Search code examples
assemblyoverflowriscvinteger-overflowriscv32

How to detect an overflow on assembler risc-v?


I am trying to implement a recursive factorial function in RISC-V assembly language that raises an error if there is an overflow. However, I am struggling to detect it. Is there a solution for this ?

`


Solution

  • Have a look at how GCC implements __builtin_smul_overflow or umul (https://gcc.gnu.org/onlinedocs/gcc/Integer-Overflow-Builtins.html)

    unsigned checked_umul(unsigned a, unsigned b, bool *overflow_happened)
    {
        unsigned res;
        bool ovf = __builtin_umul_overflow(a,b, &res);
        if (ovf){
            *overflow_happened = 1;   // set or leave unmodified
                                      // check once at the end.
        }
        return res;
    }
    

    clang 16 -O2 for rv32gc on Godbolt

    checked_umul(unsigned int, unsigned int, bool*):
            mulhu   a3, a0, a1            # high half of a * b
            mul     a0, a0, a1            # result = a * b
            beqz    a3, .LBB1_2
            li      a1, 1
            sb      a1, 0(a2)             # just an example of something to branch on
    .LBB1_2:
            ret                          
    

    Of course you'd inline this in asm, not actually call a function; making it a function in C is just so we can look at the asm for it on its own, as in How to remove "noise" from GCC/clang assembly output?

    You can branch on the high half being non-zero and do whatever you like, or you could OR the high halves together across factorial iterations to just check for overflow at the end.

    (If you expect callers to often pass inputs that overflow, an early-out on it can save time, and make the worst case performance only about 13 multiplies, as 13! overflows a 32-bit integer. vs. a worst-case time of about 2^32-1 iterations with an early out.
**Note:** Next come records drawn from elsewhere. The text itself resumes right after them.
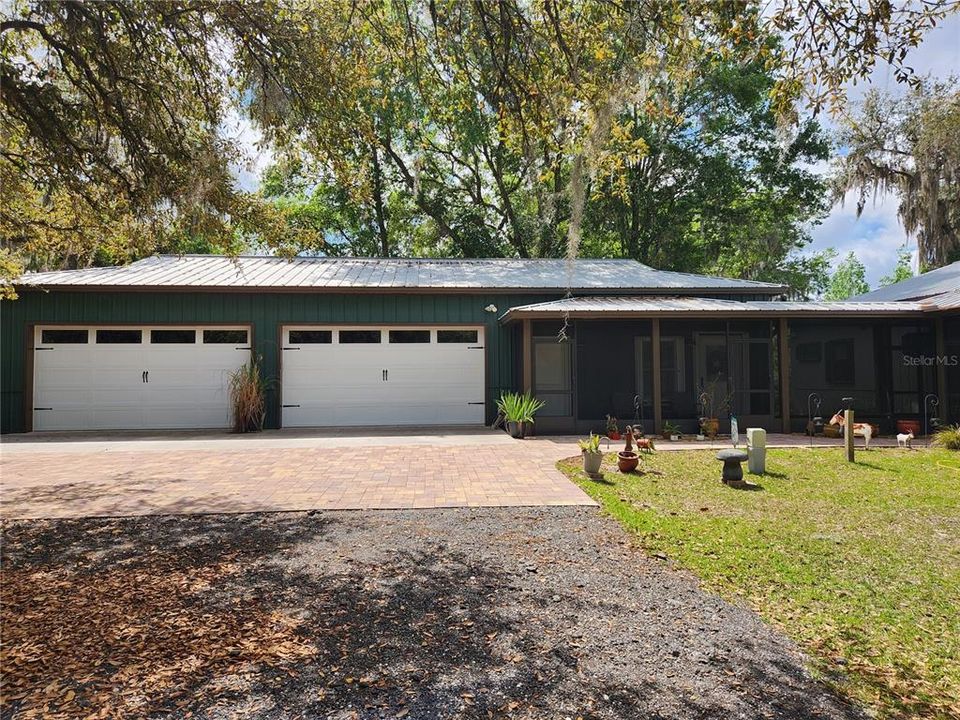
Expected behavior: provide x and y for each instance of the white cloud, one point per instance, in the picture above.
(877, 235)
(256, 155)
(874, 237)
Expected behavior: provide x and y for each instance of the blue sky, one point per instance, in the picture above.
(877, 235)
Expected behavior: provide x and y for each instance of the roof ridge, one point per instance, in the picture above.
(327, 258)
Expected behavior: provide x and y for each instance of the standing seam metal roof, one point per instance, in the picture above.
(936, 282)
(206, 271)
(691, 305)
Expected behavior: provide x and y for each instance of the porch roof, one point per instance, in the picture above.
(640, 307)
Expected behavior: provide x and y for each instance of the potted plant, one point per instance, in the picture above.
(613, 429)
(671, 431)
(518, 411)
(711, 404)
(592, 457)
(248, 397)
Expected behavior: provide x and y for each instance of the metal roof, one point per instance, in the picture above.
(935, 282)
(697, 307)
(944, 301)
(340, 274)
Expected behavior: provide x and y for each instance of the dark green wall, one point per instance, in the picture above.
(265, 311)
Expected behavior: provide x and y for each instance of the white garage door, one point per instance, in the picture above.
(117, 378)
(351, 376)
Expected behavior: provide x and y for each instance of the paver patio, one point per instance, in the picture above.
(76, 477)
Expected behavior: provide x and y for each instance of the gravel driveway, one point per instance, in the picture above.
(477, 613)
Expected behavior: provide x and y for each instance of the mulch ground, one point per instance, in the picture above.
(488, 613)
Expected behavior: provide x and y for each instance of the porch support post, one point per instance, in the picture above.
(784, 355)
(655, 351)
(527, 343)
(942, 369)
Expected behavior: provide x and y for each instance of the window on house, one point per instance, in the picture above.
(672, 373)
(173, 337)
(119, 337)
(64, 337)
(311, 337)
(809, 352)
(409, 336)
(224, 337)
(457, 336)
(359, 337)
(839, 364)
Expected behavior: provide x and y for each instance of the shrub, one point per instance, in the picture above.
(948, 437)
(248, 398)
(517, 407)
(590, 444)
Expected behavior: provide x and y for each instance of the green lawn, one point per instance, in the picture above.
(860, 564)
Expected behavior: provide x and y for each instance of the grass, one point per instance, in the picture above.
(858, 563)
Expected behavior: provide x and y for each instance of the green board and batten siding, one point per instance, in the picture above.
(266, 312)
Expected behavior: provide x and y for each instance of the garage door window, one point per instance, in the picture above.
(409, 336)
(311, 337)
(457, 336)
(64, 337)
(173, 337)
(358, 337)
(119, 337)
(224, 337)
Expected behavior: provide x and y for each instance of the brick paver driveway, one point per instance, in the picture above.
(58, 476)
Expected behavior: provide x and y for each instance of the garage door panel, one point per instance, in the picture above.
(328, 384)
(101, 386)
(63, 419)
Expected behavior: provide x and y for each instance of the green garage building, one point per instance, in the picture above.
(383, 342)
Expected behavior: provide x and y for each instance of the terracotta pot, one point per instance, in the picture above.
(592, 462)
(627, 461)
(710, 427)
(905, 426)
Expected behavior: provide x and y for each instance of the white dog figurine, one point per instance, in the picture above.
(904, 440)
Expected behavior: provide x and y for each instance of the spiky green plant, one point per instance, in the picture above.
(519, 407)
(248, 397)
(948, 437)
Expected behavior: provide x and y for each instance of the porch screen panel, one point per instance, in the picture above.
(913, 370)
(951, 403)
(835, 359)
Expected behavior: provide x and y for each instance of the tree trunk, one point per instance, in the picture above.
(379, 209)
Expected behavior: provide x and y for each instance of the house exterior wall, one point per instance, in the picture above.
(868, 360)
(265, 312)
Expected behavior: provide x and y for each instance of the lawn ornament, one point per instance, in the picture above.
(864, 430)
(645, 445)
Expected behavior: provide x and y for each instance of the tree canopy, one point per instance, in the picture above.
(907, 145)
(440, 128)
(849, 279)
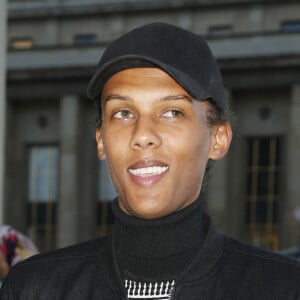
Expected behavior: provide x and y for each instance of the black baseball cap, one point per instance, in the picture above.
(184, 55)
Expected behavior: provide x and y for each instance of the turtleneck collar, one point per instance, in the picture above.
(165, 245)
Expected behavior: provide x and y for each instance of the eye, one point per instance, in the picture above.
(172, 113)
(123, 114)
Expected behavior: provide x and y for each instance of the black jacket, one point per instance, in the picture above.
(232, 271)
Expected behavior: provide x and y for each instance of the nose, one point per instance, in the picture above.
(145, 134)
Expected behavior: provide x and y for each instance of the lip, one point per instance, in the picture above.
(147, 172)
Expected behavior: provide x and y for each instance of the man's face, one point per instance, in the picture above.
(156, 141)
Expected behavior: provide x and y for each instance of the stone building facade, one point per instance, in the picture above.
(55, 188)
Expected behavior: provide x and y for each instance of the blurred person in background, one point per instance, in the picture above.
(14, 248)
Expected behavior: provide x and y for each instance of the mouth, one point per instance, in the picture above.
(147, 172)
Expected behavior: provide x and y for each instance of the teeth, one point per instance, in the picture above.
(148, 171)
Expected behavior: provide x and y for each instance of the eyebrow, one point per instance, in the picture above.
(166, 98)
(116, 97)
(177, 97)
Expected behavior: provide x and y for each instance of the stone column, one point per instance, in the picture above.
(3, 20)
(68, 202)
(291, 218)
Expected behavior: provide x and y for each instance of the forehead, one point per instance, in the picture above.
(154, 79)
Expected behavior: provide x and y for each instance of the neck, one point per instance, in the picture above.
(164, 246)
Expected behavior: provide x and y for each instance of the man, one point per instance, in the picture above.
(162, 122)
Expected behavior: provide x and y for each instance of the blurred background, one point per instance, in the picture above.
(52, 186)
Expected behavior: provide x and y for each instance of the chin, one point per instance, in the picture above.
(149, 211)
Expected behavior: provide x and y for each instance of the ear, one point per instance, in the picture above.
(100, 147)
(221, 140)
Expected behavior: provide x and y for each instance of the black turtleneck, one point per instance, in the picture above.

But otherwise just an or can be cheaper than branching every time. Of course if you cared about performance, you wouldn't be doing a recursive implementation; that adds a lot of overhead vs. a loop.)


    As Jester suggested, mulhu to get the high half of a full multiply will let you check if the high half is non-zero. That's the same as checking if the full result fits in the same width as the input operands.

    (mulh is a signed multiply, so in the general case you'd want to check that it's the sign-extension of the low half, to check for signed overflow if truncating the result to the width of the inputs. For a factorial with non-negative inputs, you could maybe check it for zero, or better just use unsigned to increase the value-range you can support.)

    On a CPU with efficient multipliers, especially one that will fuse mulhu/mul into a single operation for a widening multiply ALU, the extra mulhu is cheaper than anything else you might do, like count leading zeros of the inputs. Especially without extension-B, since baseline RISC-V left out many instructions that are common in other mainstream ISAs, such as bit-scan.